Korean Friendship Association UK and Dermot Hudson #moonbat
Update at 1745 KST: The KFA UK has responded to this article in a post on its Facebook page, which can be read here.
After almost eight years in the Korean Friendship Association UK (KFA UK), it was an official trip to North Korea that resulted in Alex Meads being slowly, but decisively, purged by his former comrades.
“I started asking questions,” he tells NK News. “We went to various museums, various factories, and in these museums, you would find objects owned by or just touched by Kim Jong Un or the other leaders… these would be pencils, chairs, just random objects.”
Baffled, he shared his thoughts with fellow KFA UK members: “this to me seems absolutely obsessional. This isn’t natural. I find this very strange, very weird.”
“They started to become quite hostile. Whenever I’d ask a difficult question, they wouldn’t answer it. They’d just accuse me of my mind being perverted by a bourgeois education.”

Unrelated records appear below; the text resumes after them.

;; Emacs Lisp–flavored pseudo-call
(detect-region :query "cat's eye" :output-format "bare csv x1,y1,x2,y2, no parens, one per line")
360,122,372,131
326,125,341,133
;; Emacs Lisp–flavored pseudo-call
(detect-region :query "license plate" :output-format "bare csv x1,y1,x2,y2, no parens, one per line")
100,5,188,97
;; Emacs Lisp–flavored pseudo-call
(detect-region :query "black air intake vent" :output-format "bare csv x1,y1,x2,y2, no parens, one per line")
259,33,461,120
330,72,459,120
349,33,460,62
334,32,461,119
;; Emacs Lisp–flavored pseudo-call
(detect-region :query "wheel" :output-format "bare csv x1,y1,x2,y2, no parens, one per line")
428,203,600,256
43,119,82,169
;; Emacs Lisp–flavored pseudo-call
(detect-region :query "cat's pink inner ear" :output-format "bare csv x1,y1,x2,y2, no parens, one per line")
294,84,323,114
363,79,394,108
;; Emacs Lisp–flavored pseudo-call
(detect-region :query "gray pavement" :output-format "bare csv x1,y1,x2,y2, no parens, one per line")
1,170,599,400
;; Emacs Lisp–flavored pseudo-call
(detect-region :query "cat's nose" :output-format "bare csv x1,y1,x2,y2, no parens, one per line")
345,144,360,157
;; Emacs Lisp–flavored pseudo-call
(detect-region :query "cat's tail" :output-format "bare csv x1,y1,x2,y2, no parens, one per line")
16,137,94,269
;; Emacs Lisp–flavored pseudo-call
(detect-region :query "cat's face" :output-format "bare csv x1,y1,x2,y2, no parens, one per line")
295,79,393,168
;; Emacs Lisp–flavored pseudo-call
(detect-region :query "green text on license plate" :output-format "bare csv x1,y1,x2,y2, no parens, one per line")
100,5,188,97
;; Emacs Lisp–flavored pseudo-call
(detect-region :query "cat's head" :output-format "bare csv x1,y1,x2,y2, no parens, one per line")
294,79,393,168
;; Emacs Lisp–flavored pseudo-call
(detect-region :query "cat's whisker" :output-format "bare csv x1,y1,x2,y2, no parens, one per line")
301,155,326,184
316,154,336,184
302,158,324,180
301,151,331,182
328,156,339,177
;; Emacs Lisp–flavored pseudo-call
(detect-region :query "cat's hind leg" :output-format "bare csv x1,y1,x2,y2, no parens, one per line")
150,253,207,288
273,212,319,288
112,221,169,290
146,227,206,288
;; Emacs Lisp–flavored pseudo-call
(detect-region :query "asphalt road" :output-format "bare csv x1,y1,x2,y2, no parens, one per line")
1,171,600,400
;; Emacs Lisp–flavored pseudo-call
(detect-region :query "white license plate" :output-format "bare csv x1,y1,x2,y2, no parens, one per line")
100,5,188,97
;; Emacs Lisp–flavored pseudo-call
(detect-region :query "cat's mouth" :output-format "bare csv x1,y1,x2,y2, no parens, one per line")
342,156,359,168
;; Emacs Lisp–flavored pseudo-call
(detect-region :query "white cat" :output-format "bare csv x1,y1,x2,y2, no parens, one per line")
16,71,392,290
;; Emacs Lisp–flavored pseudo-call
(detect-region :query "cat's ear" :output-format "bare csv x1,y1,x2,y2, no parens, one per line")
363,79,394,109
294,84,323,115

Eight months on, Alex is now officially “excommunicated” from the organization, one of the world’s most high-profile pro-Pyongyang “friendship” organizations — though the reasons for his expulsion remain somewhat unclear.

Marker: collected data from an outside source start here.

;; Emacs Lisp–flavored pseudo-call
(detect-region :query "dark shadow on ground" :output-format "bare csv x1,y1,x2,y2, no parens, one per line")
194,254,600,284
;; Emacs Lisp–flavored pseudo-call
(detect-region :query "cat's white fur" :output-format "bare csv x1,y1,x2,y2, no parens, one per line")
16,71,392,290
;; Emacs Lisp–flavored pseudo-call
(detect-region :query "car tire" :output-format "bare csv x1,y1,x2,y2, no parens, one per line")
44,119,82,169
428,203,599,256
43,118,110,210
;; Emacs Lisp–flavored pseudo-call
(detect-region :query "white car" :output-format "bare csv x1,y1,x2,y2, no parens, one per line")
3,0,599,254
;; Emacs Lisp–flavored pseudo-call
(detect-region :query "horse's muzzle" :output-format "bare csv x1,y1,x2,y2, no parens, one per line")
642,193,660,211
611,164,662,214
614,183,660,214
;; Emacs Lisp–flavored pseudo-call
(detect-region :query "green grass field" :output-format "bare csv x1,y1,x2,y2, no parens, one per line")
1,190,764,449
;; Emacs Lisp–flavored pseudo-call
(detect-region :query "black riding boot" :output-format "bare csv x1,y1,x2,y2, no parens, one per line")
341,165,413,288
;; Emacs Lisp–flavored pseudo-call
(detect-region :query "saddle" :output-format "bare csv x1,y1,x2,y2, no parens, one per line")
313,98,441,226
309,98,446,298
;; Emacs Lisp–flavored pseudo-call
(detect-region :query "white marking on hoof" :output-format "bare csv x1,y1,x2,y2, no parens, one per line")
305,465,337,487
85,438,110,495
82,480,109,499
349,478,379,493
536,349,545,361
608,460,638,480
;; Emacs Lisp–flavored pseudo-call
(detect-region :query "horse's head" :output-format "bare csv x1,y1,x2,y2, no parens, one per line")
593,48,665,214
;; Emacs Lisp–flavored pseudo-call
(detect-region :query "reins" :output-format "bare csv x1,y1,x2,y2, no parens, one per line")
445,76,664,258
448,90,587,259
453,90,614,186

“I was shunned,” he says. “Then I received an email from Dermot saying I’ve been expelled. I’m absolutely shocked by it, and by how quickly it happened as well.”
“Dermot” refers to Dermot Hudson, a former British civil servant and now a close-to-full-time pro-DPRK activist, who has long served as the KFA UK’s very own Supreme Leader.
But Alex paints a different picture: one of an increasingly paranoid, cult-like organization, dominated by a leadership that cannot be questioned.
“What I really want is other people to be aware of what this group is really like because they sell themselves as just a friendship body – cultural exchanges, music, food, et cetera,” he says. “And they are not.”
Dermot Hudson did not respond to any of Alex’s allegations against him, instead telling NK News in an email that he would be “taking legal advice with a view to suing both you and Mr. Meads.” Just hours after being contacted by NK News, he warned followers on Twitter that “fascists are planning an anti KFA article.”
Alex, now 22, joined the KFA at a very young age. He was 14 years old, and, like many at that age, had a growing interest in politics.
Coming across an advert for a group called “Friends of Korea” in a communist newspaper, he decided to attend a meeting — accompanied by his mum, of course.
“She was very impressed by Dermot,” Alex says. “He was a very lovely man, came across having a great interest in me, wanting to know about me, encouraging me to go to his meetings.”
After that, Alex was hooked: “I started going to more and more meetings. And he would encourage me to come back, he would pay my rail fares, he would pay for my food.”
But the pressure to get more deeply involved in the movement came quickly, with Alex being encouraged to take a more keen interest in the ideological pillars of the North Korean state: the Juche idea and the politics of Songun.
“They slowly would increase the pressure like that,” he says. “Everybody else in the group came across as very nice, very friendly towards me when I first joined. It’s like a family environment.”
The leadership changed, however, going from warm and encouraging to suffocating and domineering.
“He’s become very controlling. He wants to know where I was going on holiday, what I was doing,” Alex explains. “It’s developed into a cult.”
Alex now says he believes he was being, as he describes it, “groomed” — encouraged to go deeper and deeper into an organization that would consume his life and eventually excommunicate him when his thinking changed.
The purpose of his new job as commissar, Alex says, was “basically to research anyone who Dermot felt was a threat to him.”
Dermot had become more and more afraid about the infiltration of the KFA, by the British security services or far-right groups, Alex says.
“He thought that the government would keep trying to do that, keep trying to infiltrate these fascists into the organization.”
Fear of how others might perceive members of the KFA, Alex says, even extended to concerns over how some chose to dress — and hints at a social conservatism influenced by his North Korean counterparts.
He says, for example, that he was told not to wear jeans: “[Dermot] told me on multiple occasions that jeans were worn in the Eastern Bloc in the late 80s as a sign of rebellion.”
“He would wear a skirt, and Dermot didn’t like that,” he says. “He thought that was totally inappropriate. He said to Shawn [his deputy], ‘can you imagine if the embassy sees it?’”
These comments hinted at other more regressive attitudes, Alex explains — attitudes that he says are a cause of disagreement within the KFA.
“Dermot himself, is very against the whole LGBT issue,” he says. “He’s not pro-homosexual at all. And then you’ve got members who are. The only point of differentiation is on the issue of LGBT.”
“Towards the end, [Dermot] was pressuring me for donations for the KFA, and he would hint that I have to give money, but it’s money I don’t have at my age,” he says. “I can’t afford to be giving large sums to the KFA.”